In order to eliminate this error when restoring my encrypted database I needed to first restore my certificate. To do a restore I need a backup of the certificate from the source server. When you are first setting up your environment to support TDE I would recommend you create a backup of your certificate. Make sure to store that backup in a safe place. This way, should you need to restore the encrypted database, you will have the certificate backup. You don't have to backup the certificate as soon as you create it. It can be taken anytime. Just don't wait until your server crashes and you can't take a backup. Here is the code I used to backup the TDECert certificate that I created above:

USE master;
GO
BACKUP CERTIFICATE MyTDECert TO FILE = 'c:\temp\MyTDECert_Cert'
WITH PRIVATE KEY ( FILE = 'c:\temp\MyTDECert_Key' ,
ENCRYPTION BY PASSWORD = '$$MyTDECert123##' );

You can see I used the "BACKUP CERTIFICATE" statement to backup my certificate.

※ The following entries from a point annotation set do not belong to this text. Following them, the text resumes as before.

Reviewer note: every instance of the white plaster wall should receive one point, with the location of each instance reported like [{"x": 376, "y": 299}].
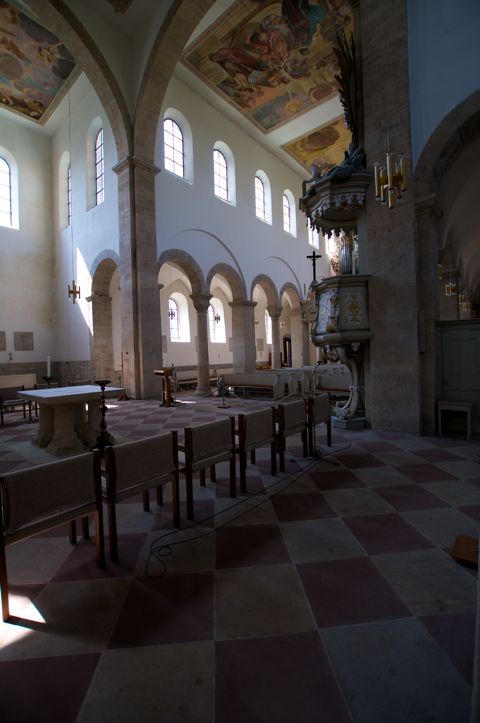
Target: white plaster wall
[
  {"x": 26, "y": 254},
  {"x": 189, "y": 216},
  {"x": 94, "y": 231},
  {"x": 444, "y": 57}
]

Note that I also specified a password for that backup file. I will need to remember this password in order to restore the backup. I would suggest you develop some kind of password management process for your environment so you don't forget the password of your different certificate backups. Without the password you will not be able to restore the certificate backup files and you will not be able to restore your encrypted database to another instance of SQL Server.

Prior to restoring or attaching an encrypted database you will first need to restore the certificate that was used to encrypt the database being restored or attached. Here is the code I used to restore my certificate from the backup I created above.

USE master;
GO
CREATE CERTIFICATE MyTDECert
FROM FILE = 'c:\temp\MyTDECert_Cert'
WITH PRIVATE KEY (FILE = 'c:\temp\MyTDECert_Key',
DECRYPTION BY PASSWORD = '$$MyTDECert123##');

If the instance where you are restoring the certificate backup does not have a master key you will need to create one first before you can restore the certificate from the backup files. Once you have created a certificate from the backups you can restore or reattach your encrypted database just like you would any other database.

Securing Your Data Using SQL Server 2008 at Rest
TDE is a simple way to encrypt your data at rest. It allows you to encrypt all the data in a database without changing your application. TDE is a big time saver compared to developing your own method to encrypt and decrypt data. Keep in mind that TDE is only available in the Developer and Enterprise Edition of SQL Server 2008. If you decide to implement TDE, remember to backup the certificate you used to create the database encryption key, and practice the restored process to make sure you can successfully restore your encrypted database.